In “The Tale of the Enchanted King,” while traveling to solve the mystery of four fish, a king comes upon a handsome young man seated behind a curtain in a room in a palace. The young man is human from his navel to his head but black stone from his navel to his feet. The king feels sad and sorry for the young man. The king praises god and begs the young man to tell his story. The young man shares his history with the king, who becomes an active participant in the man’s tale. A witch breaks the spell and frees the enchanted man from the bondage of his stony body. The man accompanies the king back to his city and marries one of the fisherman’s fair daughters. Telling his story saves the young man. Not only were the king’s ears, eyes, and mind ready, so was his kind heart. 

The Danger of Rage, Jealousy, Greed, and Pride

It happened that King Yunan had a vizier who was sinister, greedy, envious, and fretful, and when he saw that the sage had found favor with the king . . . he feared that the king would dismiss him and appoint the sage in his place; therefore, he envied the sage and harbored ill will against him, for ‘nobody is free from envy.’
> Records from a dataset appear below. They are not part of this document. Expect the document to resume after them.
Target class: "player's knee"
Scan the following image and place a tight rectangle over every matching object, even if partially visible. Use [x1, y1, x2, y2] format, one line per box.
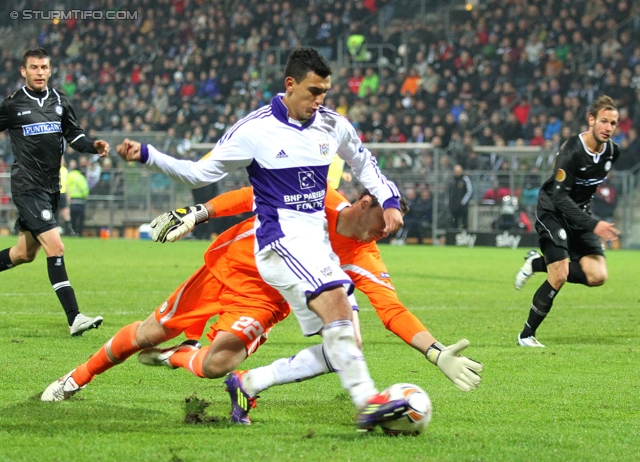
[587, 270, 607, 287]
[548, 272, 567, 288]
[51, 242, 65, 255]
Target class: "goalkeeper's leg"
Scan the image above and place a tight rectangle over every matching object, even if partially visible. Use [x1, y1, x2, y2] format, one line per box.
[164, 331, 248, 378]
[71, 314, 181, 387]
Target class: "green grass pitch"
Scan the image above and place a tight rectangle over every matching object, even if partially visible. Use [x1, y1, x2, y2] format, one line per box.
[0, 236, 638, 461]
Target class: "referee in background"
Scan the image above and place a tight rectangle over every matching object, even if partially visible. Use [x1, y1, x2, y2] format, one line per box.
[0, 48, 108, 336]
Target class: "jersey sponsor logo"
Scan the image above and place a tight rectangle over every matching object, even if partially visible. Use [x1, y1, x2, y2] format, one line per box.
[558, 228, 567, 241]
[605, 160, 611, 171]
[55, 105, 63, 116]
[275, 149, 288, 159]
[556, 169, 566, 182]
[22, 121, 62, 136]
[358, 145, 364, 153]
[41, 209, 52, 221]
[158, 301, 169, 314]
[283, 189, 325, 210]
[298, 170, 316, 189]
[579, 167, 587, 171]
[17, 110, 32, 116]
[380, 272, 390, 279]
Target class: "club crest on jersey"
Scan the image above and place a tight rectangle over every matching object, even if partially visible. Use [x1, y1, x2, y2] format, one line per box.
[556, 169, 566, 182]
[320, 266, 333, 277]
[298, 170, 316, 189]
[55, 105, 63, 116]
[558, 228, 567, 240]
[319, 141, 330, 157]
[41, 209, 52, 221]
[605, 160, 611, 171]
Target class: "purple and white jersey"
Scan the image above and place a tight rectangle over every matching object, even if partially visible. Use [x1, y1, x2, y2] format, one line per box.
[142, 94, 400, 249]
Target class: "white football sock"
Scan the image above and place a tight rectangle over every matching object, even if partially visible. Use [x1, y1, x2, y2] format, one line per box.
[321, 319, 377, 409]
[241, 344, 331, 397]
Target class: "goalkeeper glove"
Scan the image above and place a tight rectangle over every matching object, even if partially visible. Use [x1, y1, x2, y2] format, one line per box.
[150, 204, 209, 243]
[426, 339, 483, 391]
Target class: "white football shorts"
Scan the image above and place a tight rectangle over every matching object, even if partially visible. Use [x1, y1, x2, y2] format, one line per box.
[255, 234, 354, 336]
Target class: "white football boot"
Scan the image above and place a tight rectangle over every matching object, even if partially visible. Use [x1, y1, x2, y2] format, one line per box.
[514, 250, 541, 290]
[41, 369, 84, 402]
[69, 313, 103, 336]
[138, 340, 201, 369]
[517, 334, 545, 348]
In “The Tale of King Yunan and the Sage Duran,” an envious vizier turns his king against a benevolent sage whom the king has favored. The vizier accuses the sage of intending to destroy the king’s power, steal his wealth, and do him great harm. However, the king does not believe his vizier and proceeds to tell him a story about a jealous man who kills a parrot who has told him that his wife is cheating. The man doubts the parrot’s story, but when he learns the parrot told the truth, the man regrets killing the bird. The king tells his vizier that he does not want to live to regret killing the sage. In a complicated turn of events, the king does die, and so does the sage, tainted by the words of his envious vizier. 
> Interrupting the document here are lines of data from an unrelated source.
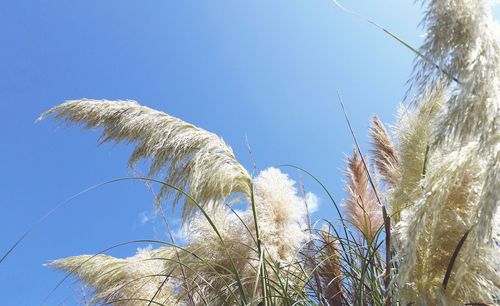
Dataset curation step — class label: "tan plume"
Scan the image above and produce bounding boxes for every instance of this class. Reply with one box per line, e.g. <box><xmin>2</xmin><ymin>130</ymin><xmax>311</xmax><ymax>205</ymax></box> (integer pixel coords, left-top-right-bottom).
<box><xmin>318</xmin><ymin>229</ymin><xmax>344</xmax><ymax>306</ymax></box>
<box><xmin>369</xmin><ymin>115</ymin><xmax>399</xmax><ymax>186</ymax></box>
<box><xmin>39</xmin><ymin>99</ymin><xmax>252</xmax><ymax>220</ymax></box>
<box><xmin>49</xmin><ymin>247</ymin><xmax>178</xmax><ymax>306</ymax></box>
<box><xmin>344</xmin><ymin>149</ymin><xmax>383</xmax><ymax>241</ymax></box>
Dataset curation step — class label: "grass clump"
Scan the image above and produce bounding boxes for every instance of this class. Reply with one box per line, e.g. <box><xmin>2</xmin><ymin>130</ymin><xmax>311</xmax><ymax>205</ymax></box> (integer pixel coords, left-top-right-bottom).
<box><xmin>3</xmin><ymin>0</ymin><xmax>499</xmax><ymax>305</ymax></box>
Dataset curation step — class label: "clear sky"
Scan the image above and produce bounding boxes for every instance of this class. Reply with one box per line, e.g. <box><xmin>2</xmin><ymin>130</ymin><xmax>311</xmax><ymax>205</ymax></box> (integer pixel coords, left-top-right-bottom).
<box><xmin>1</xmin><ymin>1</ymin><xmax>495</xmax><ymax>304</ymax></box>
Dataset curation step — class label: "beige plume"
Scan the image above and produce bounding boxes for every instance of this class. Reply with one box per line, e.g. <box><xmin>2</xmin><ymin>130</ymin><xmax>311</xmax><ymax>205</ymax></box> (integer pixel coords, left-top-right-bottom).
<box><xmin>49</xmin><ymin>247</ymin><xmax>179</xmax><ymax>305</ymax></box>
<box><xmin>395</xmin><ymin>0</ymin><xmax>500</xmax><ymax>303</ymax></box>
<box><xmin>344</xmin><ymin>150</ymin><xmax>382</xmax><ymax>241</ymax></box>
<box><xmin>369</xmin><ymin>115</ymin><xmax>399</xmax><ymax>186</ymax></box>
<box><xmin>39</xmin><ymin>99</ymin><xmax>252</xmax><ymax>220</ymax></box>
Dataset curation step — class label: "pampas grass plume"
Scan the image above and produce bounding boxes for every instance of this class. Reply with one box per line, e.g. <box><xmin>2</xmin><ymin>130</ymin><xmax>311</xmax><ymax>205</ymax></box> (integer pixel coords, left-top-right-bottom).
<box><xmin>369</xmin><ymin>115</ymin><xmax>399</xmax><ymax>186</ymax></box>
<box><xmin>344</xmin><ymin>149</ymin><xmax>382</xmax><ymax>241</ymax></box>
<box><xmin>40</xmin><ymin>99</ymin><xmax>252</xmax><ymax>220</ymax></box>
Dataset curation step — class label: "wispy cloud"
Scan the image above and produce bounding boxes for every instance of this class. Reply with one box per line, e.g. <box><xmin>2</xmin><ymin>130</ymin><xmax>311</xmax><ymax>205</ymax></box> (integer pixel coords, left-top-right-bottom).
<box><xmin>138</xmin><ymin>211</ymin><xmax>154</xmax><ymax>225</ymax></box>
<box><xmin>305</xmin><ymin>192</ymin><xmax>320</xmax><ymax>214</ymax></box>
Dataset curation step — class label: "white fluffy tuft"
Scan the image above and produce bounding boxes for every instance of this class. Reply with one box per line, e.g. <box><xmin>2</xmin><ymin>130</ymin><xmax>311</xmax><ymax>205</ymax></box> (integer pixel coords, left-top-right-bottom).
<box><xmin>40</xmin><ymin>99</ymin><xmax>252</xmax><ymax>220</ymax></box>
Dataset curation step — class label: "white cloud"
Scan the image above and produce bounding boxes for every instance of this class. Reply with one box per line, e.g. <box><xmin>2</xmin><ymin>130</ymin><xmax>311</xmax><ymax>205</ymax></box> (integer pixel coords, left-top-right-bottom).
<box><xmin>304</xmin><ymin>192</ymin><xmax>320</xmax><ymax>214</ymax></box>
<box><xmin>139</xmin><ymin>211</ymin><xmax>152</xmax><ymax>225</ymax></box>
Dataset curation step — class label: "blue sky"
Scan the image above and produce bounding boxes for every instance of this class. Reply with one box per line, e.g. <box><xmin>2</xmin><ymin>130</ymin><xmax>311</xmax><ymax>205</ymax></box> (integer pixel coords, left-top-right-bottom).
<box><xmin>1</xmin><ymin>1</ymin><xmax>492</xmax><ymax>304</ymax></box>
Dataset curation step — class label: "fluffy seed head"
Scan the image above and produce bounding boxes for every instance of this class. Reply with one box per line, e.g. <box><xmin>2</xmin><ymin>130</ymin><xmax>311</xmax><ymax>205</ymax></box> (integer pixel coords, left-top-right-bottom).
<box><xmin>250</xmin><ymin>167</ymin><xmax>308</xmax><ymax>263</ymax></box>
<box><xmin>413</xmin><ymin>0</ymin><xmax>500</xmax><ymax>147</ymax></box>
<box><xmin>50</xmin><ymin>247</ymin><xmax>179</xmax><ymax>305</ymax></box>
<box><xmin>39</xmin><ymin>99</ymin><xmax>252</xmax><ymax>220</ymax></box>
<box><xmin>344</xmin><ymin>150</ymin><xmax>383</xmax><ymax>241</ymax></box>
<box><xmin>318</xmin><ymin>229</ymin><xmax>344</xmax><ymax>306</ymax></box>
<box><xmin>369</xmin><ymin>115</ymin><xmax>399</xmax><ymax>186</ymax></box>
<box><xmin>397</xmin><ymin>0</ymin><xmax>500</xmax><ymax>303</ymax></box>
O demon, consider the mercy of the envied on the envious, who had envied him from the beginning, borne him great malice, pursued him, followed him, and thrown him into the well to kill him. Yet the envied did not respond in kind, but instead of punishing the envious, he forgave him and treated him magnanimously.
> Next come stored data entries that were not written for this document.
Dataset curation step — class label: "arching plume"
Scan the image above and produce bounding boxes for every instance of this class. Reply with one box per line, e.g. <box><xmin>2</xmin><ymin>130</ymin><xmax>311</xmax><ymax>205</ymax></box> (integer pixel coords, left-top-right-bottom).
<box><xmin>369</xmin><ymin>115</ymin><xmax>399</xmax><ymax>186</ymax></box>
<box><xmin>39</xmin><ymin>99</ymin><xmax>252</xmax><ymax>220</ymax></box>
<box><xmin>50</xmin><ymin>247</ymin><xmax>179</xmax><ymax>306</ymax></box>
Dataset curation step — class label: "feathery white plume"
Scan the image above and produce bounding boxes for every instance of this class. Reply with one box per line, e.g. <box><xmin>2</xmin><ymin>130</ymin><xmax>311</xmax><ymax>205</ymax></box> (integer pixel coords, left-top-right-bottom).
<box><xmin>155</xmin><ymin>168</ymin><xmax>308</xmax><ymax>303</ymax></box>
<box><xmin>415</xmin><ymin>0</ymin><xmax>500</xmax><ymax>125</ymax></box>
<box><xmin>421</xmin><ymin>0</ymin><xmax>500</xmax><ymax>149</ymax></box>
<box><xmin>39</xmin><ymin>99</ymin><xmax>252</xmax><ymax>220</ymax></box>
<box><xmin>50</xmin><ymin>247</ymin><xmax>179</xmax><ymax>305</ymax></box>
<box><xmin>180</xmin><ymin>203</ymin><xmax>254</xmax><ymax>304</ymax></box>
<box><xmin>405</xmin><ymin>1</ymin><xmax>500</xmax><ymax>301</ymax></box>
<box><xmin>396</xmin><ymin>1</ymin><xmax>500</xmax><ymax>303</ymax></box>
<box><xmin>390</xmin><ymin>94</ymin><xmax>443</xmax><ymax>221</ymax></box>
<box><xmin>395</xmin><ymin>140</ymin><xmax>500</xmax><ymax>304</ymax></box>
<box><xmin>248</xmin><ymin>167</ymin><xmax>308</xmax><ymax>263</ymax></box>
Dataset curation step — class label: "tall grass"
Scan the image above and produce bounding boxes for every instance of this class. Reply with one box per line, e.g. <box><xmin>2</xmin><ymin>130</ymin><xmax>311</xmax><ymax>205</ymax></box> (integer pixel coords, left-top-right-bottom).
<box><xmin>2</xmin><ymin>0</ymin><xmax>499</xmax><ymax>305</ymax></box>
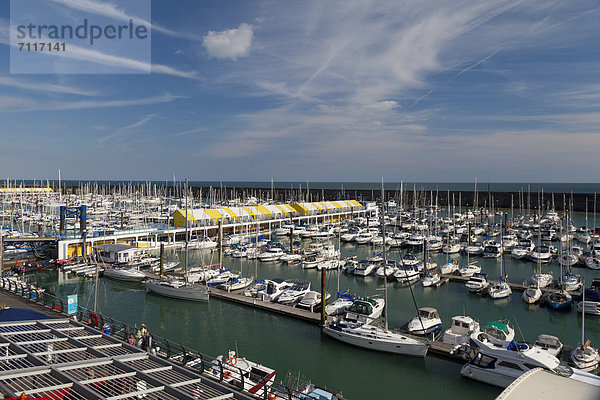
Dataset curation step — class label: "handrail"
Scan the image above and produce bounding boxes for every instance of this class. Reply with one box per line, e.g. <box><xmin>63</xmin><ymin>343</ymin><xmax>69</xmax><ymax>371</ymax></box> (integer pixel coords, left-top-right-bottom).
<box><xmin>1</xmin><ymin>284</ymin><xmax>340</xmax><ymax>400</ymax></box>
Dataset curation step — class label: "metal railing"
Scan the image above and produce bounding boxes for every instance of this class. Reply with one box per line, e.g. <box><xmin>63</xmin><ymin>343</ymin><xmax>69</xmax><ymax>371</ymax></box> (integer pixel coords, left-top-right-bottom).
<box><xmin>0</xmin><ymin>281</ymin><xmax>342</xmax><ymax>400</ymax></box>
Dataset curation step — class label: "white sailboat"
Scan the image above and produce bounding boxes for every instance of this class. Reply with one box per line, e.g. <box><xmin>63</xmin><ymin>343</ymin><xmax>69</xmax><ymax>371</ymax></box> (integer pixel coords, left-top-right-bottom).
<box><xmin>146</xmin><ymin>178</ymin><xmax>209</xmax><ymax>302</ymax></box>
<box><xmin>323</xmin><ymin>180</ymin><xmax>428</xmax><ymax>357</ymax></box>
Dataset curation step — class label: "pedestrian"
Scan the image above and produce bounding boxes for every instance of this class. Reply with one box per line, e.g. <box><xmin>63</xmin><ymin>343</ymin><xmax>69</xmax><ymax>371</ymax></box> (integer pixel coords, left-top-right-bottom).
<box><xmin>127</xmin><ymin>333</ymin><xmax>136</xmax><ymax>347</ymax></box>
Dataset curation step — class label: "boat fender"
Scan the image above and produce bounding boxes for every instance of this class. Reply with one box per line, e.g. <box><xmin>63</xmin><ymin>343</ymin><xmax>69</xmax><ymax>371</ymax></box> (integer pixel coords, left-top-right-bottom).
<box><xmin>226</xmin><ymin>356</ymin><xmax>237</xmax><ymax>366</ymax></box>
<box><xmin>268</xmin><ymin>393</ymin><xmax>278</xmax><ymax>400</ymax></box>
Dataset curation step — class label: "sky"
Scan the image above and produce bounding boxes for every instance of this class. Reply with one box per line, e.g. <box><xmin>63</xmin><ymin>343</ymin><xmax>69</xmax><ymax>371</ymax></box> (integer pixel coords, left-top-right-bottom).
<box><xmin>0</xmin><ymin>0</ymin><xmax>599</xmax><ymax>183</ymax></box>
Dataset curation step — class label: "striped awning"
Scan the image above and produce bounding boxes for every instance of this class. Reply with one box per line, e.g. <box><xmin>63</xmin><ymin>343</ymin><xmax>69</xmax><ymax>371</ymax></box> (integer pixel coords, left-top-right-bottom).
<box><xmin>222</xmin><ymin>208</ymin><xmax>237</xmax><ymax>218</ymax></box>
<box><xmin>256</xmin><ymin>205</ymin><xmax>272</xmax><ymax>215</ymax></box>
<box><xmin>205</xmin><ymin>209</ymin><xmax>224</xmax><ymax>219</ymax></box>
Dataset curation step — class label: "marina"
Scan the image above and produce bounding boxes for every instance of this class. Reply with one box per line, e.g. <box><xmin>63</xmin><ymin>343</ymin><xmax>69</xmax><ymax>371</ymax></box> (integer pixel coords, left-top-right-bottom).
<box><xmin>2</xmin><ymin>182</ymin><xmax>600</xmax><ymax>399</ymax></box>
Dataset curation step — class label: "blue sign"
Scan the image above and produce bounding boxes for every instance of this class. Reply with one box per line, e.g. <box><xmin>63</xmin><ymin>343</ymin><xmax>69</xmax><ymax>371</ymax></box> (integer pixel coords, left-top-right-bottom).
<box><xmin>67</xmin><ymin>294</ymin><xmax>78</xmax><ymax>315</ymax></box>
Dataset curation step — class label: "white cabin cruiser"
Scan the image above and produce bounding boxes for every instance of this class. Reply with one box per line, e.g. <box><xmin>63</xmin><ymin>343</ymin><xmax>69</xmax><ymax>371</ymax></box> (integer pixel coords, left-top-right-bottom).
<box><xmin>407</xmin><ymin>307</ymin><xmax>442</xmax><ymax>336</ymax></box>
<box><xmin>278</xmin><ymin>281</ymin><xmax>312</xmax><ymax>305</ymax></box>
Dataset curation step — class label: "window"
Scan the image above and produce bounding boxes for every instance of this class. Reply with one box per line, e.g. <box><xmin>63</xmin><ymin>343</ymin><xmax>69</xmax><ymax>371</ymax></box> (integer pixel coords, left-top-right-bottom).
<box><xmin>499</xmin><ymin>361</ymin><xmax>523</xmax><ymax>371</ymax></box>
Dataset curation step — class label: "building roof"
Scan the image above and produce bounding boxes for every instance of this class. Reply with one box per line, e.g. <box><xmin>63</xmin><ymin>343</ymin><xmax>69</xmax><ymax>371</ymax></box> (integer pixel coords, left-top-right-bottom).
<box><xmin>496</xmin><ymin>368</ymin><xmax>600</xmax><ymax>400</ymax></box>
<box><xmin>0</xmin><ymin>318</ymin><xmax>254</xmax><ymax>400</ymax></box>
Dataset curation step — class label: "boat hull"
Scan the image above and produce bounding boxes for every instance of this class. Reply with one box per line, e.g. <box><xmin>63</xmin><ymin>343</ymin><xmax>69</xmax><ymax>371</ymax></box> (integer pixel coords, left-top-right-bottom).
<box><xmin>322</xmin><ymin>326</ymin><xmax>428</xmax><ymax>357</ymax></box>
<box><xmin>146</xmin><ymin>282</ymin><xmax>209</xmax><ymax>302</ymax></box>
In this instance, in “The Tale of the Envious and the Envied,” the lesson about the dangers of envy is reversed. Instead of repaying envy with punishment, the man who is the subject of the envy repays the envier with kindness. He tells this story to convince the demon not to kill him, and the story works. Instead of killing the man, the demon turns him into an ape. Repaying evil with kindness is an anomaly in The Arabian Nights, but in this case, it serves as a cautionary tale that saves the storyteller’s life. Later, the ape is transformed back into human form, so the man’s life is truly saved after all.

The tailor cried out, ‘All of this comes of your pride, you dirty pimp. By God, if it was within my power, I would have you beaten a hundred times and paraded throughout the city.’

In “The Tale of the Fifth Brother,” the barber’s fifth brother is a poor man who inherits a bit of money when his father dies. He spends it on a collection of glass that he hopes to sell at a profit so he can then buy more and more glass to sell until he is rich. The fifth brother plans to buy jewels, perfumes, a fine house, slaves, and horses, and he hopes to eat, drink, and carouse with everyone in the city. Once rich, he will hire a broker to find him a wife who is the daughter of a vizier. On his wedding night, he will reject her again and again until she feels humiliated and learns that he is her master. As the fifth brother imagines all of this, he imagines kicking his wife and kicks his meager basket of glass instead, breaking it all. His pompous pride and greed have undone him, and he is left a poor man again.